Mark Schilling of The Japan Times gave the film three out of five stars and wrote that "The Miyazaki influence on Hosoda's own work seems obvious, from his cute-but-realistic style to his concern with pressing social issues and the messy emotions of actual human beings". He felt the film was "on the conventional and predictable side ... appealing to Jane Eyre fans in one scene, Call of the Wild fans in the next" and criticized its "well-worn, stereotypical rails".

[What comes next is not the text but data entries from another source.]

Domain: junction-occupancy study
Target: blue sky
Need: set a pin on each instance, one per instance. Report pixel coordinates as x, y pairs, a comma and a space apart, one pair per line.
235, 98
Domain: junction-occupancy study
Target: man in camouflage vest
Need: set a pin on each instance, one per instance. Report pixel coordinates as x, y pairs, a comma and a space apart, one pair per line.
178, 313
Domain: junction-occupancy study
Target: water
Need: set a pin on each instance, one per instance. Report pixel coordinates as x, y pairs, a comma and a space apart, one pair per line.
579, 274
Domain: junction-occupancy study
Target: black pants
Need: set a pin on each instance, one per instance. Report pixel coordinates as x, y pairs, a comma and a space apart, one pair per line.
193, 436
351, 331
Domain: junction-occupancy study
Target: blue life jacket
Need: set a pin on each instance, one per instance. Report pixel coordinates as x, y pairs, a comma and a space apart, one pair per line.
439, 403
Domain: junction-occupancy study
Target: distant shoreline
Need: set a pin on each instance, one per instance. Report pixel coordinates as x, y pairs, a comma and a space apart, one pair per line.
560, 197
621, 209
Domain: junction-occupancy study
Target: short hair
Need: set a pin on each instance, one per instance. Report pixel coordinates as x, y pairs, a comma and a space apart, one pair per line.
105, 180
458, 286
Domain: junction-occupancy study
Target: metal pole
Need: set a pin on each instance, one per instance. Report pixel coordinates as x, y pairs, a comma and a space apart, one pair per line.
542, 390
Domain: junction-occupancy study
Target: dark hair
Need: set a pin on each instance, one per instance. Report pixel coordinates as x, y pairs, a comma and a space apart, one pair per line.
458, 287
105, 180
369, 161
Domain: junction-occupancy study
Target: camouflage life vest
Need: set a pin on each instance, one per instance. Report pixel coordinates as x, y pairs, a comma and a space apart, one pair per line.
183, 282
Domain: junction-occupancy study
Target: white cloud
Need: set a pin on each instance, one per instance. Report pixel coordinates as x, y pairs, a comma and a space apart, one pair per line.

Thomas Sotinel of Le Monde gave the film five out of five stars. Dave Chua of Mypaper also praised the film's "magnificent understated eye for detail, from the grain of wood on doors to the lovingly captured forest scenes, that help lift the movie above regular animation fare". Chris Michael of The Guardian gave the film four out of five, writing that "telling the story through the eyes of the harried, bereaved but indomitable mother gives this calm, funny, only occasionally schmaltzy family film a maturity Twilight never reached". Kenneth Turan of the Los Angeles Times described it as "an odd story, told in a one-of-a-kind style that feels equal parts sentimental, somber and strange", and felt the English language performances were inappropriately sweet and simplistic. Steven D. Greydanus, writing in the National Catholic Register, named the film a runner-up in its list of the best films of 2013, writing: "Despite brief early problematic content and an ambiguous climactic letdown, the main story is magic".

===Awards===
Wolf Children won the 2013 Japan Academy Prize for Animation of the Year, the 2012 Mainichi Film Award for Best Animation Film, and the 2013 Animation of the Year award at TAF. It won two awards at the Oslo Films from the South festival in Norway: the main award, the Silver Mirror, and the audience award. It won an Audience Award at 2013 New York International Children's Film Festival and the 2014 Best Anime Disc award from Home Media Magazine.